I think often of “how it used to be”. Of how as a 6th grader I played after school jungle gym tag, was the second faster runner that year (just a step behind Jimmy McCloud), my knees springing from bar to bar or pounding sturdily beside him, neck and neck as we raced across the playground during recess.

I remember “how it used to be” with a knee that water skied and snow skied and cross country skied, that swiveled on a tennis court, peddled the ups and downs of Yellowstone National Park, hiked Colorado mountain trails to nearly 14,000 feet. A knee that knelt and gardened and cycled prairie paths and Fox River trails. A knee that supported taking stairs two at a time (both up and down) all the years I’ve lived in this stair-laden house. A knee I could count on, never worried about, took for granted.

Now I have a knee that no longer cycles, avoids long walks, wakes me up at night, is painful most of the time. It is still a strong knee, stable, not wobbly but it hurts. It is an arthritic bone on bone mess. It needs railings for stairs, ice packs for respite.

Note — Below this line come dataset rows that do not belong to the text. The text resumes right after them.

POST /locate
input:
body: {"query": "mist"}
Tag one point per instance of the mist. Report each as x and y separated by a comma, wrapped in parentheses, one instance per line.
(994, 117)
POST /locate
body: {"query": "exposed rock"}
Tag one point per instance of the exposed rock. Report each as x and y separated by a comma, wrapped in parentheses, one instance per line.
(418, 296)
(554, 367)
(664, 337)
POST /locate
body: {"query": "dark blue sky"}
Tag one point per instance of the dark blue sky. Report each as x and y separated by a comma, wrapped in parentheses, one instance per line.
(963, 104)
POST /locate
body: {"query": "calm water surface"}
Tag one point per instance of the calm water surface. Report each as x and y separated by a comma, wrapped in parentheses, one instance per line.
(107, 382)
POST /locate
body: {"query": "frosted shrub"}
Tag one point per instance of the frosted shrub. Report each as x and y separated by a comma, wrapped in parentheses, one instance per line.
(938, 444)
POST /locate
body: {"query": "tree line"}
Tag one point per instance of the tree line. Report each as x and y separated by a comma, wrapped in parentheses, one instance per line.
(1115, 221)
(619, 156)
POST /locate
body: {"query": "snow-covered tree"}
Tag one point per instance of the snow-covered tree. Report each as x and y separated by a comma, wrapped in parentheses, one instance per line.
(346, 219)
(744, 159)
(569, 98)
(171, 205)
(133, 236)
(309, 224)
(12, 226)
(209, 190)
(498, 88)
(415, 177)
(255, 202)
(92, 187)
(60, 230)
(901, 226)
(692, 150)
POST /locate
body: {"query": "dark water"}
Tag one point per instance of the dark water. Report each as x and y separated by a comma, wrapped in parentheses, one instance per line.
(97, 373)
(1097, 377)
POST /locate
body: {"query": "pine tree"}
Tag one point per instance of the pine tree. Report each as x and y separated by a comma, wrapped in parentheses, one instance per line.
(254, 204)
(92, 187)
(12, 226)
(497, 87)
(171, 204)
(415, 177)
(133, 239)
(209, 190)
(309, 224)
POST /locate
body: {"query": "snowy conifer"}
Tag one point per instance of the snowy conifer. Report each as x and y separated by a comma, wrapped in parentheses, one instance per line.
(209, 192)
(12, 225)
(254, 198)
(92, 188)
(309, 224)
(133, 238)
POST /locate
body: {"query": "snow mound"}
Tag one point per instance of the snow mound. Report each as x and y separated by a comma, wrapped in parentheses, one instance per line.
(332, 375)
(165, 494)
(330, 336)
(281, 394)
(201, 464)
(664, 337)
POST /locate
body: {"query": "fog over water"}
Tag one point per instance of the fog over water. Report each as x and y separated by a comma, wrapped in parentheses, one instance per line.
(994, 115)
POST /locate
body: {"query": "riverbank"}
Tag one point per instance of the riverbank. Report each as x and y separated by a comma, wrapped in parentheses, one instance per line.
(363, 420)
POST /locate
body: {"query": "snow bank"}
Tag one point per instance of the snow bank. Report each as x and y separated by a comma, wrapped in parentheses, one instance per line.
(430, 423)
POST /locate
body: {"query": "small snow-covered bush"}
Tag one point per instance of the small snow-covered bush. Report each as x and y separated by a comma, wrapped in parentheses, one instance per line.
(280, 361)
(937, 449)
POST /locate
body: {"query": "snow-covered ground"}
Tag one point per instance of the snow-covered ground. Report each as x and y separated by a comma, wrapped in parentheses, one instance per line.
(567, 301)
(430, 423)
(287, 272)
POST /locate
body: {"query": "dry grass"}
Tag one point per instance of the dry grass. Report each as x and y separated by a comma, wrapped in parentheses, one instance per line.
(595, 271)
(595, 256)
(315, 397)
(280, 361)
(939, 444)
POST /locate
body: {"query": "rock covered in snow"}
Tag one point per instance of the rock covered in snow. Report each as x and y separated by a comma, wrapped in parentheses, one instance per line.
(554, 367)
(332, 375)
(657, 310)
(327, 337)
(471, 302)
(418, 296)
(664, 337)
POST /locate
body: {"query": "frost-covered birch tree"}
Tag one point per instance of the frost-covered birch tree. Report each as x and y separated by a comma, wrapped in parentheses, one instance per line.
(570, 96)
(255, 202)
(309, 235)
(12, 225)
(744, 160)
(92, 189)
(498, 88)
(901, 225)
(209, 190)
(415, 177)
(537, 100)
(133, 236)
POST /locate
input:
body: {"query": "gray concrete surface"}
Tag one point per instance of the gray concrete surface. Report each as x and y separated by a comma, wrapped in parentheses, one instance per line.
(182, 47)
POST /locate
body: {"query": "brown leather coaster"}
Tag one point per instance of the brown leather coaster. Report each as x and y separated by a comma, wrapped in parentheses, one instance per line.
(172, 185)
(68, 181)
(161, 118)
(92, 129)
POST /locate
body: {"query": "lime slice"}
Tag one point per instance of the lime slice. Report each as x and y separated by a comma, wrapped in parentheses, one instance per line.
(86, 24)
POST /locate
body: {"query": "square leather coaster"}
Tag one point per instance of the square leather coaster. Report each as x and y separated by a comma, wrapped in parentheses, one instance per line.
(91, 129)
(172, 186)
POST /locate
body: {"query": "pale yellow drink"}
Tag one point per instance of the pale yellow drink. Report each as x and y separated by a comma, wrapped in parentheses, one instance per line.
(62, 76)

I know my sadness is directly related to “how it used to be”. When Bob was alive on earth, when hikes and walks and skiing and cycling and gardening were matter-of-fact parts of our lives. When he would skip up the stairs at O’Hare, two at a time a sample case in each hand, just for exercise. Or mow the ups of our front lawn at a run, pushing a hand mower to stay in shape.

And I’m sad most of all because, though life goes on, there will never be true “replacement”. For Bob, for my knee or for “how it used to be”. Tonight I pray for courage, perspective, discernment and grace for what’s ahead. Even in my lament I am aware of how much rich life has been mine to experience. And I am grateful.